Tat is an early regulatory protein that plays a major role in human HIV-1 replication and AIDS pathogenesis, and therefore, it represents a key target for the host immune response. In natural infection, however, Abs against Tat are produced only by a small fraction (approximately 20%) of asymptomatic individuals and are rarely seen in progressors, suggesting that Tat may possess properties diverting the adaptive immunity from generating humoral responses. Here we show that a Th1-type T cell response against Tat is predominant over a Th2-type B cell response in natural HIV-1 infection. This is likely due to the capability of Tat to selectively target and very efficiently enter CD1a-expressing monocyte-derived dendritic cells (MDDC), which represent a primary target for the recognition and response to virus Ag. Upon cellular uptake, Tat induces MDDC maturation and Th1-associated cytokines and beta-chemokines production and polarizes the immune response in vitro to the Th1 pattern through the transcriptional activation of TNF-alpha gene expression. This requires the full conservation of Tat transactivation activity since neither MDDC maturation nor TNF-alpha production are found with either an oxidized Tat, which does not enter MDDC, or with a Tat protein mutated in the cysteine-rich region (cys22 Tat), which enters MDDC as the wild-type Tat but is transactivation silent. Consistently with these data, inoculation of monkeys with the native wild-type Tat induced a predominant Th1 response, whereas cys22 Tat generated mostly Th2 responses, therefore providing evidence that Tat induces a predominant Th1 polarized adaptive immune response in the host.
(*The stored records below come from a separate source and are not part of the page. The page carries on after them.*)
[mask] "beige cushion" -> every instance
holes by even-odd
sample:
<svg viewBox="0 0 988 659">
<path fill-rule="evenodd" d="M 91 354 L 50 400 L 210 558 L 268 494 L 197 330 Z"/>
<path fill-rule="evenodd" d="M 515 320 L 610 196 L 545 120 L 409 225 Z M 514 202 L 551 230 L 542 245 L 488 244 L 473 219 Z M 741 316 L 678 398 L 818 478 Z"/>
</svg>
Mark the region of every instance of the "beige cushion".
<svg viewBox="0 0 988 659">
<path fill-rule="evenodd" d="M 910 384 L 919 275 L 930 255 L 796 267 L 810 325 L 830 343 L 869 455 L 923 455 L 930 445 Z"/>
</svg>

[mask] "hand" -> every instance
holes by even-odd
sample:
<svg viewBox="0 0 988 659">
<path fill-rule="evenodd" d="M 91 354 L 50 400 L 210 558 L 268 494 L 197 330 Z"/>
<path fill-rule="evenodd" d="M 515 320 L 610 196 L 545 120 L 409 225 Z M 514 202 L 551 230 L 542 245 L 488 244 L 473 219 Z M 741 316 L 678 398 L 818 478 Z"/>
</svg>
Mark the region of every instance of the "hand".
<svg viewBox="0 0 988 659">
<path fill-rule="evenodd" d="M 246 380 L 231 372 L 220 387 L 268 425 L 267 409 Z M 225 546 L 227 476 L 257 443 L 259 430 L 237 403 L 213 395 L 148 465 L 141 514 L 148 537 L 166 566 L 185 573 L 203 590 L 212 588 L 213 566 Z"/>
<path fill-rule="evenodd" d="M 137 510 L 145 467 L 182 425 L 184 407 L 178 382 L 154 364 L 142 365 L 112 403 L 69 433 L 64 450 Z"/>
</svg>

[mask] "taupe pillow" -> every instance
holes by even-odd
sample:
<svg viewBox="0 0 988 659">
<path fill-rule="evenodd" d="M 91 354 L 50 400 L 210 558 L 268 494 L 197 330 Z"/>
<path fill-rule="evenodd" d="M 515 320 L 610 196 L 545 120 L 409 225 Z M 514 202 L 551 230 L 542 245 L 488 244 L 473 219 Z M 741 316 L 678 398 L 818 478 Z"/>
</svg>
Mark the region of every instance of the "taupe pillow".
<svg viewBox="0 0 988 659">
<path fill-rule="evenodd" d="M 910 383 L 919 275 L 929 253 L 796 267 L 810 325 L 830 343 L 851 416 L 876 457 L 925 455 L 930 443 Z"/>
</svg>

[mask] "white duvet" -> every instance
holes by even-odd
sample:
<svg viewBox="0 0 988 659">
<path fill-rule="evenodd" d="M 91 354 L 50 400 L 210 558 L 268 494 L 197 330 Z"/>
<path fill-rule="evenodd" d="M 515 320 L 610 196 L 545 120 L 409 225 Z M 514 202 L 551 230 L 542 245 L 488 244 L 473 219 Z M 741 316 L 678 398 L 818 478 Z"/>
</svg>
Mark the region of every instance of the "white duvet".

Long-term protection against SHIV89.6P replication in HIV-1 Tat vaccinated cynomolgus monkeys.

Vaccination with a biologically active Tat protein or tat DNA contained infection with the highly pathogenic SHIV89.6P virus, preventing CD4 T-cell decline and disease onset. Here we show that protection was prolonged, since neither CD4 T-cell decline nor active virus replication was observed in all vaccinated animals that controlled virus replication up to week 104 after the challenge. In contrast, virus persisted and replicated in peripheral blood mononuclear cells and lymph nodes of infected animals, two of which died. Tat-specific antibody, CD4 and CD8 T-cell responses were high and stable only in the animals controlling the infection. In contrast, Gag-specific antibody production and CD4 and CD8 T-cell responses were consistently and persistently positive only in the monkeys that did not control primary virus replication. These results indicate that vaccination with Tat protein or DNA induced long-term memory Tat-specific immune responses and controlled primary infection at its early stages allowing a long-term containment of virus replication and spread in blood and tissues.